Celebrity endorsement 'alters brain activity'
- Published
Seeing a celebrity endorse a pair of shoes alters a woman's brain activity - even if she does not drop everything to get her feet into the latest Jimmy Choos, a study suggests.
A Dutch team scanned the brains of 24 women as they looked at pictures of celebrities and attractive non-famous contemporaries sporting certain shoes.
Celebrity endorsement has become increasingly prevalent in recent years.
And the research concluded advertisers are on to something.
The women were presented with 40 colour photographs of famous and non-famous women deemed to be similarly attractive, and wearing the same footwear.
Encoding memories
When confronted with a celebrity, the team documented heightened activity in a certain part of the brain - the medial oribitofrontal cortex. The same was not observed when pictures of an attractive non-celebrity were presented.
Writing in the Journal of Economic Psychology, they suggested that this activity links the celebrity with the product in a part of the brain associated with feeling affection.
Moreover this link could be rapidly recalled.
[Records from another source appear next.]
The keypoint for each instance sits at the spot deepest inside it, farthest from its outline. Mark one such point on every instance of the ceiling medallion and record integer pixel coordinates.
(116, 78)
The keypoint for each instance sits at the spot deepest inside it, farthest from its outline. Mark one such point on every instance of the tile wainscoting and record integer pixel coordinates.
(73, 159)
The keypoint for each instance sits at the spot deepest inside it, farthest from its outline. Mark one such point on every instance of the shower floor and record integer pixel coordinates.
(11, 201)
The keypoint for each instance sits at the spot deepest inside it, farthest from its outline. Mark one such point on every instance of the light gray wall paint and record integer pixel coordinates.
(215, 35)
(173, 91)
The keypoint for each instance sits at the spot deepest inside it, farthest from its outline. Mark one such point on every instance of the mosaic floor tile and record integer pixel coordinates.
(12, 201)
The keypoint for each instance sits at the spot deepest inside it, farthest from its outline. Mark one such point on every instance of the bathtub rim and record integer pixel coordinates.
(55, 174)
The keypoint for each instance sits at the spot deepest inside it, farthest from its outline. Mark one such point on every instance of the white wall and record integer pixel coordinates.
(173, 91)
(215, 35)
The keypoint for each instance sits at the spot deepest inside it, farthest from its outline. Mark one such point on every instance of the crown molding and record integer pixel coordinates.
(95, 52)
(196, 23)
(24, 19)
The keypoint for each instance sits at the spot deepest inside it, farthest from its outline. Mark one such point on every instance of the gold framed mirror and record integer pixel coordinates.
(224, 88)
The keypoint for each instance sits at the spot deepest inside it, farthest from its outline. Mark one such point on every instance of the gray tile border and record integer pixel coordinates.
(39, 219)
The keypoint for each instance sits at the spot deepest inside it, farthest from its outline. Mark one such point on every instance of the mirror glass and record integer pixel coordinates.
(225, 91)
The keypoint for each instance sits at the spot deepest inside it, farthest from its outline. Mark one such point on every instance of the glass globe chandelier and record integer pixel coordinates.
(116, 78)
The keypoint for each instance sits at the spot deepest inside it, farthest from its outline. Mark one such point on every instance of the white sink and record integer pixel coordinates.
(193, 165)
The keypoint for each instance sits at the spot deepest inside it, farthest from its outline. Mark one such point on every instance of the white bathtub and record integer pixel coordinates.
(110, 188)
"The enhanced memory performance for items that were encoded in the context of a famous individual can neither be explained by increased attractiveness of the celebrity nor by a higher level of perceived expertise, but only by the persuasiveness of fame itself," wrote lead author Mirre Stallen of Erasmus University.
However, contrary to expectations, the number of women saying they would go out and purchase these shoes did not differ significantly between celebrity and non-celebrity photographs.
But the researchers stressed there could be a longer term impact, even if it did not manifest itself as an immediate desire to buy.
A future study will investigate whether men are equally swayed by celebrities' footwear.